İstanbul Tabip Odası olarak sadece bu yıl değil her yıl genç hekimlerin mezuniyet törenlerinde bulunmayı çok önemsedik. Onları mesleğe ilk adımlarını atarken yalnız bırakmamaya özen gösterdik. Zorlu hekimlik yaşamlarında “Her zaman çalabilecekleri bir kapının var olduğunu” bazen ilk beyaz önlüklerini hediye ederek, bazen onları kucaklayarak anlatmaya çalıştık
2013 yılının yaz başlangıcında, yaşadığımız ayda, yani “Gezi ruhunun” ülkenin her tarafında, amma illaki gençlerin zihinlerinde, sohbetlerinde geriye dönüşsüz yer ettiği bir zamanda Tıp Fakültesi mezuniyet törenleri kendini bundan azade kılabilir mi? Hangi güç, hangi yasak, hangi baskı bunu engelleyebilir? Öyle fiziksel bir engellemeden bahsetmiyoruz. İstediğimiz kadar “mezuniyet resmi programında” yer vermeyelim. Güvenlikçi duvarları örelim. Politikacıların bilerek yaratmaya çalıştığı kutuplaşmadan etkilenmiş veli ya da aile tepkisi ile gürültü çıkaralım. Bu ruh ortadan kalkmaz ki! Gündüz diploma töreninde “engellense” gece Balo’da, öğrenci evlerinde, yurtlarda, kafelerde başka konu mu konuşulacak sanıyorsunuz. Kürsüden kimse dillendirmese 2013 Haziranı’nda “Gezi” konuşulmadan, hele ki sokaklarda yaralıların peşinden koşarken destan yazmış “genç hekimlerin” anıları bu kadar tazeyken, bunun görünmez kılınabileceğine inanan var mı aramızda?
İstanbul Tıp Fakültesi’nin 2013 mezunlarının büyük bir kısmı diğer intörnler gibi bu ayın başlarında mezuniyet heyecanı ile karışık TUS belası ile boğuşuyordu.

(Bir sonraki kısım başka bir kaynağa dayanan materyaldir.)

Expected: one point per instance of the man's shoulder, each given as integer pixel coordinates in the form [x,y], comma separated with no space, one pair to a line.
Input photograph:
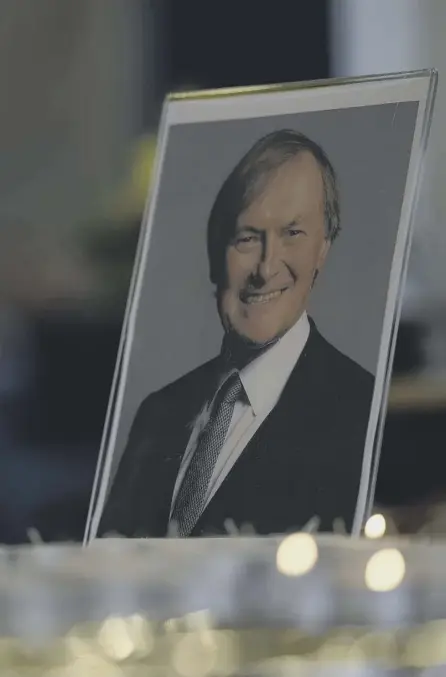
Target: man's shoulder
[183,388]
[339,368]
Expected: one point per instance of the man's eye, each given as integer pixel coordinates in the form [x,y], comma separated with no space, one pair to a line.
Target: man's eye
[294,232]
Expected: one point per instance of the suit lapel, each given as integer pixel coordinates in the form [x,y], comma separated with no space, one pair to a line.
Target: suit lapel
[170,431]
[280,442]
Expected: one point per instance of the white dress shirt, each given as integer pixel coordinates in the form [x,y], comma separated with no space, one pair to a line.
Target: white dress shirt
[263,381]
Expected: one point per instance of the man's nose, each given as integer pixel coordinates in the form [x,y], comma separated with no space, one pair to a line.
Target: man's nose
[269,261]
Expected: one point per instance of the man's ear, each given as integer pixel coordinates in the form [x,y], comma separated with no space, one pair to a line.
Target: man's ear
[325,248]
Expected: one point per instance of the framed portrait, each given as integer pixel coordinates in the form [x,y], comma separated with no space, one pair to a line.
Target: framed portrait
[252,377]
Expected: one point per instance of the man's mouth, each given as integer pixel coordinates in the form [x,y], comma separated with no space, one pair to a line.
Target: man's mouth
[255,298]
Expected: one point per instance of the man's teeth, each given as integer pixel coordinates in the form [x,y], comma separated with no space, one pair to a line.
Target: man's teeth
[263,298]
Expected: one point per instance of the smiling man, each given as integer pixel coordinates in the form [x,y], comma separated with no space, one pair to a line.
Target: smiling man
[271,432]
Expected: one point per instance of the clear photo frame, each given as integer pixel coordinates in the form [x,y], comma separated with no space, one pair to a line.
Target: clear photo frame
[273,250]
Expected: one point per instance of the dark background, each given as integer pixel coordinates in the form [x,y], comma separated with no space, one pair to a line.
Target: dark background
[60,318]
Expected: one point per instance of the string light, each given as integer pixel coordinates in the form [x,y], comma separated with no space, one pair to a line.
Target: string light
[385,570]
[297,554]
[375,526]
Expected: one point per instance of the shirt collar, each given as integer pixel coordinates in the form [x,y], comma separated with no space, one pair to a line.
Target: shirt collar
[264,379]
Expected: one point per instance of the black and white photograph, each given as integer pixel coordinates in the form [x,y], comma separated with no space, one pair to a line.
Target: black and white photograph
[255,355]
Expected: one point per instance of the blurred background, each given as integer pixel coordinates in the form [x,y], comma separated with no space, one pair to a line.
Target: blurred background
[82,85]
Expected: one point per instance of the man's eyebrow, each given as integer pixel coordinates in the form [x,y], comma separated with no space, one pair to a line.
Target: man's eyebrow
[248,229]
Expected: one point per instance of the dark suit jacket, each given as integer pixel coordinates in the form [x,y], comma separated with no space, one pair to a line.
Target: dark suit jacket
[304,460]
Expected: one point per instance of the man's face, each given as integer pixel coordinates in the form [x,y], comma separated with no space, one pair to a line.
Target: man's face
[279,244]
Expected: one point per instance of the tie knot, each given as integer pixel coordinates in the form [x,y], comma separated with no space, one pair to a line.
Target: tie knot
[231,389]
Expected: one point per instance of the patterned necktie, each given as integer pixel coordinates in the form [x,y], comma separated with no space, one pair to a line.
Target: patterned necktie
[192,492]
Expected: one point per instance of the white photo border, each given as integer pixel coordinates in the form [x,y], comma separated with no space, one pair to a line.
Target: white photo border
[259,102]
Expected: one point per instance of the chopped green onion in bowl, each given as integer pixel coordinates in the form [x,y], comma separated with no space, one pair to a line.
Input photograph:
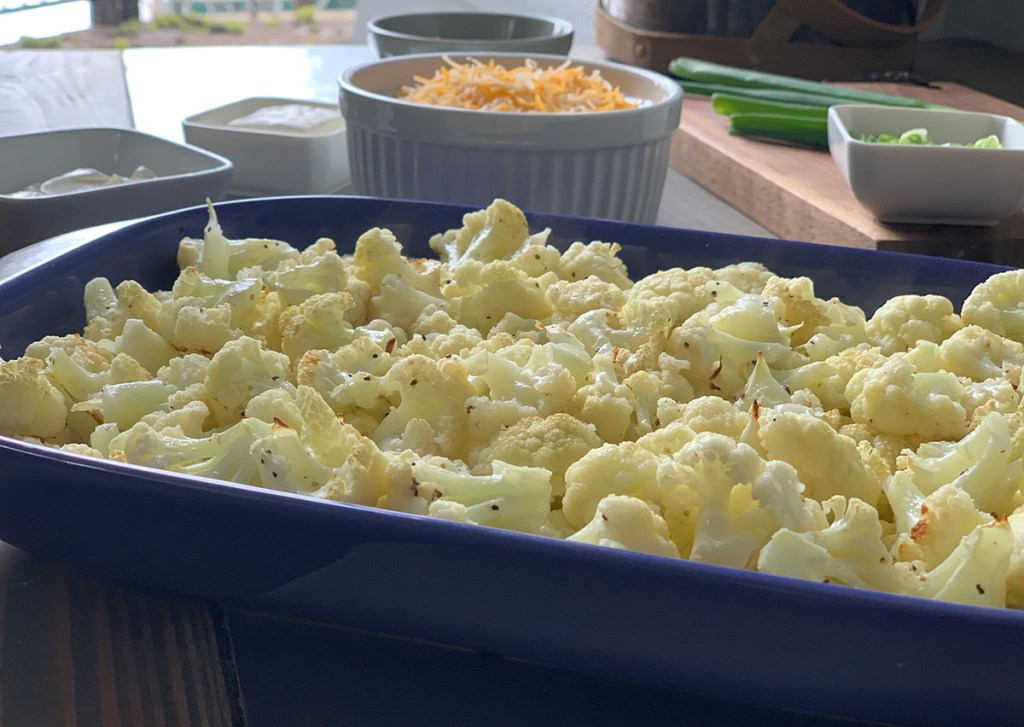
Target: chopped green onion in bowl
[920,136]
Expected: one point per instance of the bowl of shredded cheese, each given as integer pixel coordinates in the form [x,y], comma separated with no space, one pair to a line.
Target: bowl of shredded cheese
[468,32]
[561,135]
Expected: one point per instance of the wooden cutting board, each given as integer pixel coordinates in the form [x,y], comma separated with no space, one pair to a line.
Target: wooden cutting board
[801,195]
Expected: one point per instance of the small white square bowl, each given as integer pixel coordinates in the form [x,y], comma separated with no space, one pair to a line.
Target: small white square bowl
[274,160]
[185,176]
[930,184]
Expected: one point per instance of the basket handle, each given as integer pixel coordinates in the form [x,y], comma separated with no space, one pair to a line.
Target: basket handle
[837,20]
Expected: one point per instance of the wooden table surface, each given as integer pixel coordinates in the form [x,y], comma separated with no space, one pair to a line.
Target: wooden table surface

Muhtemelen Gezi koşturmasında yer alanların sayısı bir elin parmağını geçmemiştir. Ama hiç fark etmez. Dünya görüşü ne olursa olsun bu dalgadan etkilenmeyecek genç olamaz. Genç hekim hiç olmaz. Bakmayın öyle anne babasıyla kürsüye yürüyen ve “üniversiteye siyaset karıştırmayın” bağırışı yapanlara. Bu bağıranlar da dahil oradaki gençlerin hiçbiri “Gezi Ruhundan” kendilerini azade kılamayacaklar. Böyle olmuş bu. Bir yerde daha fazla özgürlük talebi varsa, gençler bu talebin içinde, çoğu zaman en önünde yer alır. Herkesin herkese tahammül etmesini düstur edinmiş, hoşgörü ile harmanlanmış, gençlerin yaratıcı zekası ile zenginleşmiş, her şeyi herkes için isteyen bir hareketin genç hekimleri içermemesi zaten düşünülemez.
Bu nedenle, İstanbul Tabip Odası Başkanı Prof. Dr. Taner GÖREN’in İstanbul Tıp 2013 mezunları ile Haliç Kongre Merkezi’ndeki mezuniyet töreninde buluşması, yarım kalmış konuşması, konuşma sırasında konu “Gezi Parkına” gelince kendiliğinden ve kendisinden habersiz kürsüdeki genç hekimlerin “HÜKÜMETİN DEĞİL HALKIN DOKTORUYUZ!” pankartını açmaları, alkış ve sloganlarla desteklenmesi, bununla beraber bir grubun tepkisel tutumları, kürsüye gelmeleri…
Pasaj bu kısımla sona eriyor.